Regarding solo travel, I hear you saying, "I could never do that." Take it one door at a time. Try something that feels safe to you, say a bus tour booked through the local senior center, your synagogue or the museum. You'll meet people of like mind and make some new friends.

I met some delightful women in their 80s at a New Mexico Elderhostel two summers ago. I quickly learned that Elderhostel is a truly poor shopping mall for a new mate. There were many disappointed widows there, a large number of married couples and few available males.

Closer to home, there are opportunities to volunteer. Usher at the symphony or chamber music concerts. Take classes at the community college. Join a club. Or quite simply, frequent a coffee shop and smile at the other regulars.

Like many older Americans, you may want to consider getting a job. According to Olsten Staffing Services, one of the nation's largest temporary employers, many men and women ages 55 to 64 are returning to the workplace for stimulation, interaction and remuneration. Kelly Services/AARP also have a 12-year-old Mature Worker Program.

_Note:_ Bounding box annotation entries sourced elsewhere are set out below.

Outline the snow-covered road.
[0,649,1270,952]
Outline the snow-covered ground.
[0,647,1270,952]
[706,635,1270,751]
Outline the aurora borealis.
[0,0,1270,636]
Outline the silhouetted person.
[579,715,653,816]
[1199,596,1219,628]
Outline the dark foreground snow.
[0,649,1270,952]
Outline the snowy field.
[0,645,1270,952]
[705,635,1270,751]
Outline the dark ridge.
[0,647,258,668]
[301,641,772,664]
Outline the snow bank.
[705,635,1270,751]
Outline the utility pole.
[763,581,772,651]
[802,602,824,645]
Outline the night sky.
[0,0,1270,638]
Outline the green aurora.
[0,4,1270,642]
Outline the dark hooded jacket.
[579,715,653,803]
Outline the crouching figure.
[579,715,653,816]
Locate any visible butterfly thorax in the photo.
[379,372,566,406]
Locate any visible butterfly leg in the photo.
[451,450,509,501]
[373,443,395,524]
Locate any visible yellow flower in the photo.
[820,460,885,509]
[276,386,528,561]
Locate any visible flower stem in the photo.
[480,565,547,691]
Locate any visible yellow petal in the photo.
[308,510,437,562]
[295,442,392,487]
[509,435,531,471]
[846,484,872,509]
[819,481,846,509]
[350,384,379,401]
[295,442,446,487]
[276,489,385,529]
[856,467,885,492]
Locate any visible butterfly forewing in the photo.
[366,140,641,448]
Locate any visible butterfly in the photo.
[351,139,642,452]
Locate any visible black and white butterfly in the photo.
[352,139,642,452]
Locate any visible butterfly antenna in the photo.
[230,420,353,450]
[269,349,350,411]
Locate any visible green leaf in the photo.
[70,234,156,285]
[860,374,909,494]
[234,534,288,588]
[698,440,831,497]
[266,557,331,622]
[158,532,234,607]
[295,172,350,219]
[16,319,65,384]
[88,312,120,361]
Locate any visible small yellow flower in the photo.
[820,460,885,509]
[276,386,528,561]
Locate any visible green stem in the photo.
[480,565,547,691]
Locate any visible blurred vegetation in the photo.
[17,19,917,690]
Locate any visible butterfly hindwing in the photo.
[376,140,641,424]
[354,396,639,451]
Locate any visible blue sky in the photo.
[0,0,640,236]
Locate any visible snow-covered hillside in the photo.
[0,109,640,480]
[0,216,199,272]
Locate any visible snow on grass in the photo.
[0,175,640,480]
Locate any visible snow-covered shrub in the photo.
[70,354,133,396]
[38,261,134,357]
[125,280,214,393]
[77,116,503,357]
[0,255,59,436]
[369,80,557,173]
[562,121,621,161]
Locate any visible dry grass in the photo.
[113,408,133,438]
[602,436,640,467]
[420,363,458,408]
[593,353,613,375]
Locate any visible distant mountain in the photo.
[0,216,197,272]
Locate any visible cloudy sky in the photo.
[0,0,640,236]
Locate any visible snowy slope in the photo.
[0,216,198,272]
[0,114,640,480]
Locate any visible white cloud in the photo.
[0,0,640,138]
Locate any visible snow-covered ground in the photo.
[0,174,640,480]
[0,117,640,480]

"To every woman who has ever said, 'Do I dare, at my age, embark on a new career?' we would like to shout a resounding, 'Yes!'" write Jowell and Schwisow, whose book suggests, among others, ways to assess your skills and re-enter the job market, return to college and to buy or sell a car.

"Think back to the dream you had when you were a child, your fondest hopes. What would you do if you could do anything, anything at all?" they write. "Dare to dream, and while you are at it, dare to dream big."

You're never too old, for instance, to return to college.

Whatever path you choose, understand that you're calling the shots.